Sessions, who served in the Senate representing Alabama, will testify before the Senate Intelligence Committee Tuesday at 2:30 p.m. ET. He was originally scheduled to testify on President Trump’s budget before the House and Senate Appropriations Committees, but now Deputy Attorney General Rod Rosenstein will take his place.

The Justice Department’s public affairs division confirmed Monday that Sessions would speak in an open session after speculation that it could happen behind closed doors.

“The Attorney General has requested that this hearing be public. He believes it is important for the American people to hear the truth directly from him and looks forward to answering the committee’s questions tomorrow,” the office said.

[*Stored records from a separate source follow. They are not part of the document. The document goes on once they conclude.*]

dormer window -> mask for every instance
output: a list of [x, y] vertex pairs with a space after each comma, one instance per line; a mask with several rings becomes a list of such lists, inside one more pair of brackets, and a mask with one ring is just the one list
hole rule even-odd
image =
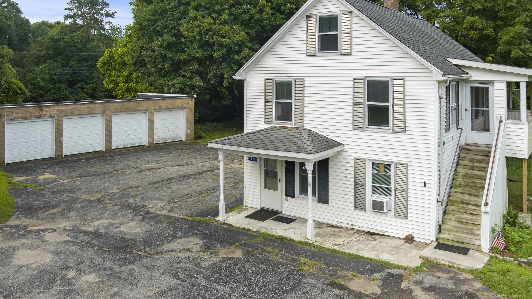
[[338, 52], [338, 14], [320, 15], [318, 21], [318, 52]]

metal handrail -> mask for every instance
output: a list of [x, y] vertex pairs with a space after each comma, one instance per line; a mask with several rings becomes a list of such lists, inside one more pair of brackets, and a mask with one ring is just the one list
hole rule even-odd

CBS News’ Major Garrett reports that Sessions wants push back on the idea that he’s on the outs with Trump or has done something improper. He also wants to challenge some of Comey’s testimony and remind senators and the public about some of the revelations involving Attorney General Loretta Lynch’s conduct during the 2016 campaign, based on conversations with those close to Sessions and White House officials.

Garrett also reports that Sessions will aggressively deny a third meeting occurred between him and Russian Ambassador Sergey Kislyak. Comey is said to have told Senate Intelligence Committee members in closed session last week there was some evidence – apparently intercepts of Russian communications – suggesting Sessions met at the Mayflower Hotel with Kislyak on April 27, 2016 around Trump’s first foreign policy speech. 

Sessions is also expected to discuss, in some detail, any memos Comey received from Sessions office – including a memo Sessions’ chief of staff sent to Comey and others about his recusal from the Russia investigation. Sessions may mention other correspondence. Comey left the impression he did not receive relevant communications from Sessions.